TANZANIANS on Sunday marked 51 years of independence from British colonial rule on December 9, 1961. They had all the good reason to celebrate. We have come a long way since then and have undoubtedly made commendable strides in all spheres of national development.
All said and done, this is the right occasion to assess the gains and losses made and chart out the way forward. However, there are a lot of challenges the country is still facing in the effort to attain development goals. Addressing Tanzanians on the big occasion, President Jakaya Kikwete commended Tanzanians for maintaining unity, peace and solidarity.
Maintenance of unity, peace, tranquility and concord is indeed a grand achievement for any country in Africa, a continent that had in the last five decades been infested with a myriad of bloody conflicts and unrest. Many countries, including some of our neighbours, have been subjected to internal and external conflicts, mostly originating from poverty and bad leadership.
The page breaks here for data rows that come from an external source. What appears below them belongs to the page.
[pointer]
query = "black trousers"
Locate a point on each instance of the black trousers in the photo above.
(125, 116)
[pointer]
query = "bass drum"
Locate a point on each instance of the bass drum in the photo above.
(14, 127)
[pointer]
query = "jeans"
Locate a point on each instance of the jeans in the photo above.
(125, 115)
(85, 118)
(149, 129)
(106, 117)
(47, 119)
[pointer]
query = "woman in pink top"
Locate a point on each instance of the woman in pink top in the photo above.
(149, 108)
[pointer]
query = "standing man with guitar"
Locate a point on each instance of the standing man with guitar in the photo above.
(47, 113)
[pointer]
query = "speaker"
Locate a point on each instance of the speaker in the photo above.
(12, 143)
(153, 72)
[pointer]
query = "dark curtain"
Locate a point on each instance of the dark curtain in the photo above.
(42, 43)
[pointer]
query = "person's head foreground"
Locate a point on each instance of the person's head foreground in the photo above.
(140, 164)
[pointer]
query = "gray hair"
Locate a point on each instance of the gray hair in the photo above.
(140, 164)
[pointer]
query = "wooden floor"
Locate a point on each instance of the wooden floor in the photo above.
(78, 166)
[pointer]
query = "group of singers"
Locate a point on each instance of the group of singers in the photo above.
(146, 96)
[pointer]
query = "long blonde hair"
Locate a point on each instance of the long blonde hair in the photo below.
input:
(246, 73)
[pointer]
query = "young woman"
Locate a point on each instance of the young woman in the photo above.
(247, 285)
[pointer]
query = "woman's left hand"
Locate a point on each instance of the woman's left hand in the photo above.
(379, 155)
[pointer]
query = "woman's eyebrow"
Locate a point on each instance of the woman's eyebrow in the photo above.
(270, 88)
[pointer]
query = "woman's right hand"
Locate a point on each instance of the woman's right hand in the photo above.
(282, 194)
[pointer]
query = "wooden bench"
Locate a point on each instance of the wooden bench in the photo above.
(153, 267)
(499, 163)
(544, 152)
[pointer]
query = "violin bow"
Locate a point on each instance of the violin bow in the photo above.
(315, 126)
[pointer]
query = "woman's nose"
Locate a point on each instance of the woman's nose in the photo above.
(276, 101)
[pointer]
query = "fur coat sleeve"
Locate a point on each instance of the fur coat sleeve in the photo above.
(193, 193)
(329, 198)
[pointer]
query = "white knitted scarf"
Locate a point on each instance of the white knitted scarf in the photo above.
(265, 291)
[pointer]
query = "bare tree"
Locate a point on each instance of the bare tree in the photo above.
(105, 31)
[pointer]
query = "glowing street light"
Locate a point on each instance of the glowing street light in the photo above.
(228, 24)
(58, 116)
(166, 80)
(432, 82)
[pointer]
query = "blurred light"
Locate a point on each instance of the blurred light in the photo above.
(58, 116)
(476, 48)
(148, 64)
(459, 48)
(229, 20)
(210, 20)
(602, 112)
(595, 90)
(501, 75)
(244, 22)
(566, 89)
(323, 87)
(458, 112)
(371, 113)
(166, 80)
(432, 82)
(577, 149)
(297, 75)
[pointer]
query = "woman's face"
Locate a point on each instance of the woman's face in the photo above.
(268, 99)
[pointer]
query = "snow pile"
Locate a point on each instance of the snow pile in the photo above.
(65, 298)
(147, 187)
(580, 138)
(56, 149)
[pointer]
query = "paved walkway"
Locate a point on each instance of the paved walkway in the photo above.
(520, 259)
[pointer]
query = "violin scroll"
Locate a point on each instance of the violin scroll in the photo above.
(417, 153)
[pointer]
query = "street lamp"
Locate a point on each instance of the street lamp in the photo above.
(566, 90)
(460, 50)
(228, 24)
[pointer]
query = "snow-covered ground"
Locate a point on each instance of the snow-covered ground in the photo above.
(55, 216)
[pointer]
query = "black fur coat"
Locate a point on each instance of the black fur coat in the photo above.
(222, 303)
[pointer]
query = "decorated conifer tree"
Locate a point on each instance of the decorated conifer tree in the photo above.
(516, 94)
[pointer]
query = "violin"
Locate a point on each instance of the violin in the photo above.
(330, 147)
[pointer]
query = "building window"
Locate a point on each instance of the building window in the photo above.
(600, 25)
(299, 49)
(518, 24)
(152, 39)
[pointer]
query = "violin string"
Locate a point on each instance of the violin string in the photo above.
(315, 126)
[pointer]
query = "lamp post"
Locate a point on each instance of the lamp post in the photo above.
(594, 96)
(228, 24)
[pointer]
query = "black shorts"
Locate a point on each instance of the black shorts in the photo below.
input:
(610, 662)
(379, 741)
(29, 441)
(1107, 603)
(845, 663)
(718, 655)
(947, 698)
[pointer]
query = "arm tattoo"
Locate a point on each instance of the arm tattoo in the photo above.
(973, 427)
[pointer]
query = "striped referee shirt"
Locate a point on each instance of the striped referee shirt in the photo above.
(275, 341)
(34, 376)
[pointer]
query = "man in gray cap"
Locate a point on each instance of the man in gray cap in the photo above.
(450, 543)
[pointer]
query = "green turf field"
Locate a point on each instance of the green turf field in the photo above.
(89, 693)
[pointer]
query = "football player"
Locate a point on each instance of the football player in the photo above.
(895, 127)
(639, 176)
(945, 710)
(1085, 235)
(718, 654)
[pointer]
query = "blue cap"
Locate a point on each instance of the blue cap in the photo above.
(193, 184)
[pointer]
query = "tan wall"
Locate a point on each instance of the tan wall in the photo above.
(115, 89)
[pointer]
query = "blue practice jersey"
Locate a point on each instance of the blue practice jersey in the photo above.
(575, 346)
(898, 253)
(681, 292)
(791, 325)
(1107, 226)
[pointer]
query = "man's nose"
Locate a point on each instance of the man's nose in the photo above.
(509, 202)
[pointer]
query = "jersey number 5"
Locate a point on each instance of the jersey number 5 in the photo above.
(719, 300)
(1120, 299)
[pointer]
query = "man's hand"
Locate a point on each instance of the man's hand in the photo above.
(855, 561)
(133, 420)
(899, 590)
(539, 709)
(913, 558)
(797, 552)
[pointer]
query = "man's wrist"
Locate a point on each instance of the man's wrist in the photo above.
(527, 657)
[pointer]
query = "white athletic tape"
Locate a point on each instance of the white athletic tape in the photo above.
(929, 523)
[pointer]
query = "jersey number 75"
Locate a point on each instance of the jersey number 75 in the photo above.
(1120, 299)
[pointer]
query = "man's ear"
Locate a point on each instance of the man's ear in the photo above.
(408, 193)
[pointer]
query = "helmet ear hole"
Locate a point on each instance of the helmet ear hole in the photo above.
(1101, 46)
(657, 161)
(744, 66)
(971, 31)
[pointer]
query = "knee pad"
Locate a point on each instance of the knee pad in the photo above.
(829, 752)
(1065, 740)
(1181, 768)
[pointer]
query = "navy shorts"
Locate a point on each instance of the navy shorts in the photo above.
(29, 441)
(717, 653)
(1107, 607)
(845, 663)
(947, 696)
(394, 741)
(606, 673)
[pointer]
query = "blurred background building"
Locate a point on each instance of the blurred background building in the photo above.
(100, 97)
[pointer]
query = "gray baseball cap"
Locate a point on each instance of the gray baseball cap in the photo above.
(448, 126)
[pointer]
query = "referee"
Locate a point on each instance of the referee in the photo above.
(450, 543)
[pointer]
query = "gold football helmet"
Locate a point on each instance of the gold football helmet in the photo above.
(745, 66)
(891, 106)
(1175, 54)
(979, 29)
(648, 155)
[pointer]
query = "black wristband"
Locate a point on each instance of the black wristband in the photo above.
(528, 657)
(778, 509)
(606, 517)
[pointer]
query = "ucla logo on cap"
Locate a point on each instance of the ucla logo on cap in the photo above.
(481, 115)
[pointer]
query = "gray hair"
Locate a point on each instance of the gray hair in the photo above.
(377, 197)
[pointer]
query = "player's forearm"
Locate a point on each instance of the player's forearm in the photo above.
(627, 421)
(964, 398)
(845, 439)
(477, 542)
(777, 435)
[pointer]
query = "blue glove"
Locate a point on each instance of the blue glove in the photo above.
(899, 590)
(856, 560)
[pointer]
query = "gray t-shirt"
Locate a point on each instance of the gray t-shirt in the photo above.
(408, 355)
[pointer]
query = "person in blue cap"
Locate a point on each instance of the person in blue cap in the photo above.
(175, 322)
Some countries soon found themselves under dictatorial regimes whose rulers stole heavily from public coffers for themselves, their families a few cronies. It is hoped that Tanzanians will do everything at their disposal to guard their independence and sovereignty.
No forces from anywhere should be allowed to make Tanzanians compromise with those pillars of independence. The theme for this year's Uhuru Day -- "Accountability, Integrity and Patriotism are the pillars for development of our country" -- is an appropriate one as the nation looks forward to the future with renewed hope and enthusiasm. Apart from peace and political stability the country has made various political, social and economic developments that can vividly be seen.
The developments are in the fields of education, health, water supply and infrastructure development. There are many schools around from primary to tertiary level compared to those left by the British Administration on December 1961. The same is the case with the number of health centres and hospitals as well as roads.
These achievements are by no means cause for complacency. The country should aim at turning itself into an economic giant, especially after discovery of enormous natural gas deposits and uranium. What Tanzanians need is passion and patriotism to make the country the best place to live in. Let everyone play his or her part. Ring a bell?